FSB(金融安定理事会)の規制議論、11月のG20に向けて注目が集まる

世界中の金融機関がかたずをのんで見守る中、バーゼル銀行監督委員会の上位機関である中央銀行総裁、銀行監督当局長官グループが、銀行に対する新たな最低自己資本基準を9月発表した。

規制強化は段階的な措置だが、コアTier1(普通株や内部留保等で構成)は現行の2%から2015年までに4.5%を確保しなければならない。同水準に加えて、新たな概念として取り入れた資本保全バッファとして2019年までに2.5%の積み増しも必要になる。このバッファを満たしていなければ配当などの社外流出を制限される可能性があり、実質的な最低基準といえる。つまり、金融機関はコアの自己資本比率を2%から7%(4.5%+2.5%)へ引き上げを求められることになった。

規制強化を見据えて各メガバンクとも巨額の普通株増資を行ってきたが、9月21日の全国銀行協会の定例会見で奥正之会長(三井住友銀行頭取)は「規制の全体像が固まっておらず、全体評価はまだ早いとは思う。ただ、コアTier1は資本バッファを含めると3倍以上(2%から7%へ)。そうした意味ではたいへん厳しい」と話した。今後は期間利益の積み上げで中核的な資本を増やしていくことになる。日本の金融関係者からは、「理屈なく情緒的に数字が決まった。資本バッファの水準がなぜ世界一律なのか……」といった声も聞かれるが、国際規制であるだけに対応するほかない。
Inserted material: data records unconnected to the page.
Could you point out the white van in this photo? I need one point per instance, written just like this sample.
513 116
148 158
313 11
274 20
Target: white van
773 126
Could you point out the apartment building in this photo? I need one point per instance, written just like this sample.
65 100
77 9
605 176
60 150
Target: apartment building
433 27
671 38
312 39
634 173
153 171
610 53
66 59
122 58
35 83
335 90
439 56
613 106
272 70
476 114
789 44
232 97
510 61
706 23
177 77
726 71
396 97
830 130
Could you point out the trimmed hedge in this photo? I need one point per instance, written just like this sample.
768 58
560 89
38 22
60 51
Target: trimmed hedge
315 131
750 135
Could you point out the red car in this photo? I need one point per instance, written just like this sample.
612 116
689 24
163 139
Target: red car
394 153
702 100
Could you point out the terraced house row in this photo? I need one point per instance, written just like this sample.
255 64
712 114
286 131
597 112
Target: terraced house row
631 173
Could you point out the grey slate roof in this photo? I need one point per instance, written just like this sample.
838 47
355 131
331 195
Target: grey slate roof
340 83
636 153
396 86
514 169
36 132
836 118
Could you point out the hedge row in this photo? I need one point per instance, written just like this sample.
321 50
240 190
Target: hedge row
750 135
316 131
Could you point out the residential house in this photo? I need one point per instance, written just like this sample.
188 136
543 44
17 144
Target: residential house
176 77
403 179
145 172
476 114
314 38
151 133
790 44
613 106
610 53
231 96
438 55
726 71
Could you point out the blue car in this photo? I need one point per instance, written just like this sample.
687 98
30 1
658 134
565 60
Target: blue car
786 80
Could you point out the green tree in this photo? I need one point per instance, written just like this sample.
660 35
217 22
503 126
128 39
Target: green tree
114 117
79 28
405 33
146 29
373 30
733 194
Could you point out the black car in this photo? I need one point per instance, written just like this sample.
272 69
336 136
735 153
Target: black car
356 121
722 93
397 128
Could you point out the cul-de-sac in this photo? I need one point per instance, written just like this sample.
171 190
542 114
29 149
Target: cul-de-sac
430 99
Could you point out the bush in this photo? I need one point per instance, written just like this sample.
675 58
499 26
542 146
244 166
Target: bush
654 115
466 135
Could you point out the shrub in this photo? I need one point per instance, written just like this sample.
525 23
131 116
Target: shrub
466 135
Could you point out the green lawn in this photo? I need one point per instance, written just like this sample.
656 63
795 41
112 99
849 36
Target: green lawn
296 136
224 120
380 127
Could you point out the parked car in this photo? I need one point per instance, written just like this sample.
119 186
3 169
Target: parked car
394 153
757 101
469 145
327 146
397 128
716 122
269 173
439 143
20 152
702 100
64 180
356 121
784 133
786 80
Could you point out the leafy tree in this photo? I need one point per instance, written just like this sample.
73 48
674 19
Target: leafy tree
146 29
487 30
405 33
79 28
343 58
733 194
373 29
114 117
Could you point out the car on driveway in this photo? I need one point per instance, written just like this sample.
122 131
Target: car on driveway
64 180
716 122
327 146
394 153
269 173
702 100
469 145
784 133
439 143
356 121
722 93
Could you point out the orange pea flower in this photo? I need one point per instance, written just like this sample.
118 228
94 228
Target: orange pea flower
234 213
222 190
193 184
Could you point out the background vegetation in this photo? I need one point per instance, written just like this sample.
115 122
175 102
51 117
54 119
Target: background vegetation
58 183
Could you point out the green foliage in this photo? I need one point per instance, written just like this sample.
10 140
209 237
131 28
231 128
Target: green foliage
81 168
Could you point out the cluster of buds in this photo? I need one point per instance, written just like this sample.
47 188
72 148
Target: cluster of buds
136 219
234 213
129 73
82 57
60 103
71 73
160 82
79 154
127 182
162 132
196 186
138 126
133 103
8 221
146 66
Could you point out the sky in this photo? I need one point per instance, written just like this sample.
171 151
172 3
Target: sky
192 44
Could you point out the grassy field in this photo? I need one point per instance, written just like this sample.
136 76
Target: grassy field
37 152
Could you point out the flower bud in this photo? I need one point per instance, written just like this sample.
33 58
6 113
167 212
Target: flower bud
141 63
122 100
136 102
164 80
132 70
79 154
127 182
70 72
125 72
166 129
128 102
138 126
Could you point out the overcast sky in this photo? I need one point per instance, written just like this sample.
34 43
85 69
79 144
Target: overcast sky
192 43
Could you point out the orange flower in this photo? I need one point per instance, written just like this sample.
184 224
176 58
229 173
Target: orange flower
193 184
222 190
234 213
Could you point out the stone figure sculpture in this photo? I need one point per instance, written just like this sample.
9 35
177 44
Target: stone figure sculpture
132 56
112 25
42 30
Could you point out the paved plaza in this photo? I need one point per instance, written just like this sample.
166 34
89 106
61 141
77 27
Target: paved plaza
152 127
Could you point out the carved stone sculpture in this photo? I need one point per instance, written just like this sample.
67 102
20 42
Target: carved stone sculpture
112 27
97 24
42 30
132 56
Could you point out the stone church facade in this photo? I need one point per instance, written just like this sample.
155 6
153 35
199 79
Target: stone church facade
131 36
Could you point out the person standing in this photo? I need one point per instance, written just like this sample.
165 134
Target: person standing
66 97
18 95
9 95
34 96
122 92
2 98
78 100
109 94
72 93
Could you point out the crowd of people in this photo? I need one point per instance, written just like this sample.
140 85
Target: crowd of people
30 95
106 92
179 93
一方、大枠の数字が決められたものの、「普通株以外でTier1、Tier2に含まれる資本の定義がどうなるのか。また、各国でルールが異なる中、年金資産など扱いはどうなるのか」(野村資本市場研究所の小立敬主任研究員)と言うように、自己資本を算出する細目の規制内容が最終的に固まっておらず、現時点で具体的な影響度を算出することは難しい。ただ、「段階的な導入とはいえ、市場からは個々の金融機関がいつその基準を達成できるのかと見られるだろう」(スタンダード&プアーズの根本直子マネジング・ディレクター)。